Bromine monochloride, BrCl, decomposes into bromine and chlorine and reaches the equilibrium $2BrCl(g)\leftrightharpoons Br^{_{2}}+Cl_{2}$, for which K = 32 at 500. K. If initially pure BrCl is present at a concentration of 3.30 mbar, what is its partial pressure in the mixture at equilibrium?

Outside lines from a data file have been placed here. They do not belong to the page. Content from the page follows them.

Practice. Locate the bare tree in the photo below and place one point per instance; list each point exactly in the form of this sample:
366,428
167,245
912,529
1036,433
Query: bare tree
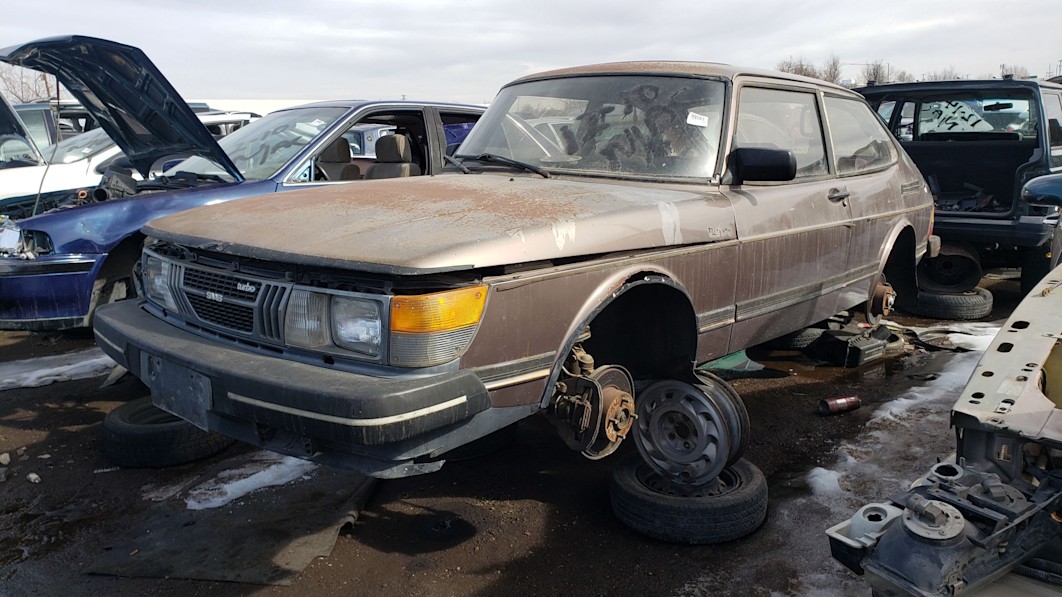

The problem above is a self test under Example 11.8 of the same type of Ice Table problem. It tells us the answer should end up being 0.3 mbar, however after trying to solve it I keep getting different answers, wrong answers. Is there a trick that I'm missing when it comes to how you found mbars? I dont believe you need to convert anything, however I keep getting massive numbers that end up cancelling in the weirdest way, so it might just be me. I'm just curious if anyone has gotten the right answer attempting to solve this problem. Thanks.

David S
Posts: 54
Joined: Fri Sep 28, 2018 12:15 am

### Re: Self-Test 11.11A in textbook 6th Edition

I got 0.3 and here is how:

1) $K=\frac{(P_{Br_{2}})(P_{Cl_{2}})}{(P_{BrCl})^{2}}$

2) After setting up ice table and finding expressions for equilibrium pressures in terms of x, you get: $K = \frac{x^{2}}{(3.30-2x)^{2}}$

3) multiply both sides by denominator and then simplify the equation by foiling out the (3.30-2x)^2 to get: $32(4x^{2}-13.2x+10.89)=x^{2}$

4) multiply in the 32 up front and subtract x^2 from both sides to get: $127x^{2}-422.4x+348.48 =0$

5) set up quadratic equation, solve for x and you get two values, 1.81 and 1.52. Since 3.30-2x = equilibrium pressure of BrCl, we choose x=1.52 (because 2*1.81 > 3.30, and you cannot use up more reactant than you started with) and we get 3.30-2(1.52) = 0.30 when rounded.